GNOME Bugzilla – Bug 619244
Use a custom unaccenting method instead of libunac
Last modified: 2010-06-15 11:12:58 UTC
libunac seems not good in the tracker case, mainly because its requirement of converting to UTF-16. libunac can be replaced with our own custom unaccenting method which just does the following: * Get input UTF-8 encoded string * Apply a compatibility decomposition (just do a NFKD normalization) * Iterate over the whole normalized string, and if found a combining diacritical mark character just remove it. This operation could be done even in-place, without needing an extra buffer, as it is just removing characters from the string. * Output the UTF-8 NFKD-normalized string without combining diacritical marks. This method will actually be perfect when using the libunistring based parser, as the casefolding method allows normalizing the output in NFKD in the same call, so just an extra character-per-character iteration would be needed to look for the mark characters.

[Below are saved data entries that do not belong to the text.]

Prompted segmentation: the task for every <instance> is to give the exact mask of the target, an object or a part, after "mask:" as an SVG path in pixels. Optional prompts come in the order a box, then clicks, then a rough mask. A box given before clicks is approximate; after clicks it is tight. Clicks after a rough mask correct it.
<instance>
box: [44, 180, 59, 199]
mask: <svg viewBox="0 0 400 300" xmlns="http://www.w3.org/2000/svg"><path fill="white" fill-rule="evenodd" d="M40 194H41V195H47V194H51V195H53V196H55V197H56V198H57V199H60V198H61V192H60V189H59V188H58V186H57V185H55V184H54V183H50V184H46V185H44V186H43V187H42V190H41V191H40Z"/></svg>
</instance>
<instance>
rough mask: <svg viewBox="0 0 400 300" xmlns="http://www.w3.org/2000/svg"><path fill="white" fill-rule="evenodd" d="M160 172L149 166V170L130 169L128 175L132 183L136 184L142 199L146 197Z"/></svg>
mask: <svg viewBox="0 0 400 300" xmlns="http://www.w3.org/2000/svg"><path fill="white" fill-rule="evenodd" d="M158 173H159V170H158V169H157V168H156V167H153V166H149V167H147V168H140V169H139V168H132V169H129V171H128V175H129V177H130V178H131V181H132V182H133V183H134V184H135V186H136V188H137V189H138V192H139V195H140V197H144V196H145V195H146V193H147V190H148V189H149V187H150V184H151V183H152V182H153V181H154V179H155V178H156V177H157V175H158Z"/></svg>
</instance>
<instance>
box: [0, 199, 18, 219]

Created attachment 162016 [details] [review] Custom unaccent instead of libunac
Created attachment 162463 [details] [review] Rebased patch with master
Pushed the patch to a new 'drop-unac' branch in gnome git, should be easier to rebase and review.
Comment on attachment 162463 [details] [review] Rebased patch with master Marking as obsolete patch, as it's now managed in a separate gnome git branch.
Moving to FTS component
This problem has been fixed in the development version. The fix will be available in the next major software release. Thank you for your bug report.